The White House

The White HouseA new public space for art and social activity on the Becontree Estate in Dagenham.

“Tenants shall be as free as possible to order their lives in their own way, so that they may pursue their originality…” LCC Becontree Estate Tenants’ Handbook, 1921

In August 2016, Create worked with architects Apparata to transform The White House, a derelict 18th century farmhouse on Dagenham’s Becontree Estate, into a new public space for art and social activity. The White House invites artists to live at the house, to make new art and join people living locally to create the vision for this new public building.

Since opening, The White House has been home to fifteen artists and hosted a range of workshops, talks, dinners and events – with artist residencies resulting in activity including a socialist pantomime, a mockumentary film, a site-specific theatre production, and an anti-social social club.
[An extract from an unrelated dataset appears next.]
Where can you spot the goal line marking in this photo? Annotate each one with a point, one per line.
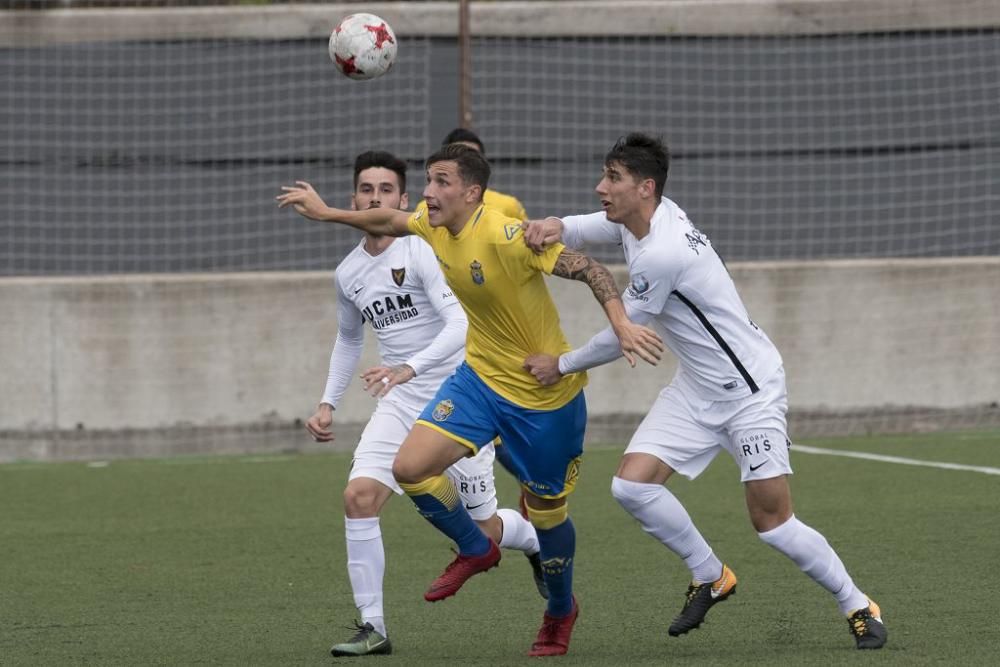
(895, 459)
Alongside the artist residencies, the House hosts a Front Room Programme, which includes coffee mornings, arts and craft groups facilitated by local people, poetry classes and film screenings. The Front Room Programme has been designed with the people that come to the house, and is often a legacy of the artists’ projects and their own interests.

Find out more over at The White House’s own website.

Read interim evaluation report here.

The White House is wheelchair accessible throughout the whole ground floor, which is where the activities take place. There is free on street parking on Green Lane, and the nearest station, Chadwell Heath, is step free from street to platform. We are committed to supporting those with any additional needs, so please get in touch with Ella (whitehouse@createlondon.orgwith any access requirements and we will be happy to help.

The White House is supported by London Borough of Barking & Dagenham, Arts Council England, Paul Hamlyn Foundation and City Bridge Trust. APPARATA is the architectural practice of Nicholas Lobo Brennan Astrid Smitham. Nicholas Lobo Brennan was born in London. He began collaborating with Astrid Smitham in 2011 forming a studio in 2014. Nicholas also founded the collective GRUPPE in Zurich in 2011. He edits the publication Models Ruins Power, founded in Zurich in 2014. He previously worked for Peter Zumthor in Switzerland, Architecture Research Unit in London, and UNA in Sao Paulo. He studied at Chelsea Collage of Arts, Cass Faculty of Architecture and The Royal College of Art. He taught with Tom Emerson at ETH helping establish the Studio Tom Emerson live build projects. He won the Swiss Art Award for Architecture in 2012 and with his collective he was 2013 finalist for the Debut Award at the Lisbon Triennale, and nominated for this years Iakov Chernikov prize. Astrid Smitham was born in Manchester. She studied Fine Art in the UK and Architecture at TU Berlin and ETH Zurich. She practised as a painter and screenwriter in Berlin. In 2015 she completed the construction of a house for an actor in Valais, Switzerland.